Now return to the nighttime sky. The next most immediately apprehensible aspect of it, after the fixed stars, is the motion of the moon, which is not in synch with the sphere of fixed stars, and feels as though it is closer to us than those, since it temporarily blocks our view of some of them. Again, levels.

Now we layer in this composite experience rarer or slower-developing experiences of the sky. Eclipses tell us that the sun is further out than the moon. So with just that we have four levels, perceived as concentric spheres: clouds, moon, Sun, fixed stars.
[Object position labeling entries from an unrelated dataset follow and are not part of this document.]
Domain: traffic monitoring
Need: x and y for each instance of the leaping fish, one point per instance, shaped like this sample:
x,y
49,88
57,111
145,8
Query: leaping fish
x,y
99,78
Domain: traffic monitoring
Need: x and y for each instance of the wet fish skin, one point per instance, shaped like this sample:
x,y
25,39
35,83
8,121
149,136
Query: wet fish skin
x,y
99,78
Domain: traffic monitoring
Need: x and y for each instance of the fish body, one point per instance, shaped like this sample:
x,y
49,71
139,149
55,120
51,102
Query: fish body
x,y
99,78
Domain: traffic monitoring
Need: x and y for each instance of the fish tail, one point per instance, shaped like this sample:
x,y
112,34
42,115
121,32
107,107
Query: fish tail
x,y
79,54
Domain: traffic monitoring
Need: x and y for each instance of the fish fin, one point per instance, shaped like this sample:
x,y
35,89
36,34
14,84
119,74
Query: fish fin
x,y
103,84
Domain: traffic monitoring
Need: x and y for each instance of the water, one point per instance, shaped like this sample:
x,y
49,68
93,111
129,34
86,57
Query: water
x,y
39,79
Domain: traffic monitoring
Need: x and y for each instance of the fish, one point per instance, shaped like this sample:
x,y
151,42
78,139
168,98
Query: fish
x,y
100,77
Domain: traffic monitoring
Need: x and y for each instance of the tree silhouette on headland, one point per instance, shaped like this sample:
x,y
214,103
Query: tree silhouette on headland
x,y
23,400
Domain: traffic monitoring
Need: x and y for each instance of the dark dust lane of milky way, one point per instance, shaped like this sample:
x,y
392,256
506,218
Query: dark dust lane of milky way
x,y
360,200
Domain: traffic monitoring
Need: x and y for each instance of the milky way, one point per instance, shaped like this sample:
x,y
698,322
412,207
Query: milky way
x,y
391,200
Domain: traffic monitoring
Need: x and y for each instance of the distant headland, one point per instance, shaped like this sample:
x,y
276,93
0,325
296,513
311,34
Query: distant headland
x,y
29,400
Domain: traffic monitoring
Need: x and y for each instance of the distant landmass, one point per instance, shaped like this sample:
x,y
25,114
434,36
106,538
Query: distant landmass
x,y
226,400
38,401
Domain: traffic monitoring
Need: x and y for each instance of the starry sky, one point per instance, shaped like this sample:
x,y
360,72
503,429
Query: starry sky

Finally, there are the visible planets, which would seem to inhabit a space between the moon (since it sometimes blocks them) and the sphere of fixed stars (and probably be further away from us than the sun). Moreover, they seem to move a little bit closer to us or further away based on their appearing brighter or dimmer, so the space they occupy itself allows a range of motion, or levels.

It's no surprise that many cultures imagine the heavens as having levels. That's tied to our most common daily ways of experiencing the sky. And because this composite is made up of various interrelated parts, it's no surprise that they end up getting different counts of how many such levels there are.
 
Why does the sky, or something (Heaven?) in the sky, have levels?

The sky obviously has levels. Your cirrus is going to be higher than your nimbostratus. Any child could see that, just as any adult can easily determine that the Moon is closer to the Earth than Mars and that Mars is closer than Jupiter or Polaris.

The Earth also obviously has layers. We just call them stratum.

As for seven, that's the next prime number after five which is the traditional number of man (five limbs).
 
these levels of heaven preceded the Earth, its sky and clouds, and some of these levels are unseen

I don't understand your point. Do you mean that, in the stories told about the levels of heaven, the heavens preceded the creation of the Earth? Once you have formed the notion of the heavens having levels, by the process I described above, you can concoct any story you like about how those levels came to be, and when they came to be relative to the earth. The fact that various cultures claim the above-region pre-existed the Earth doesn't say anything about how they came to the idea that heaven was divided into levels. That latter is a natural enough development.

As for the unseen levels, I tried to get at that by mentioning how the daytime sky feels different to us than the nighttime sky. The nighttime sky feels as though it has an utmost boundary. The blue of the daytime sky, by contrast, just seems to retreat outward unfathomably. That gives rise to the idea that it extends outward infinitely, including beyond the sphere of fixed stars (i.e. into a region beyond our ability to see, which seems to stop at the sphere of the fixed stars).
 
The Enuma Elish describes 12 celestial gods before Heaven and Earth were formed from the slain carcass of one of them. The text says Marduk was clothed with the halo of 10 gods as he prepared to slay Tiamat. Cylinder seal VA 243 shows a star surrounded by 11 orbs.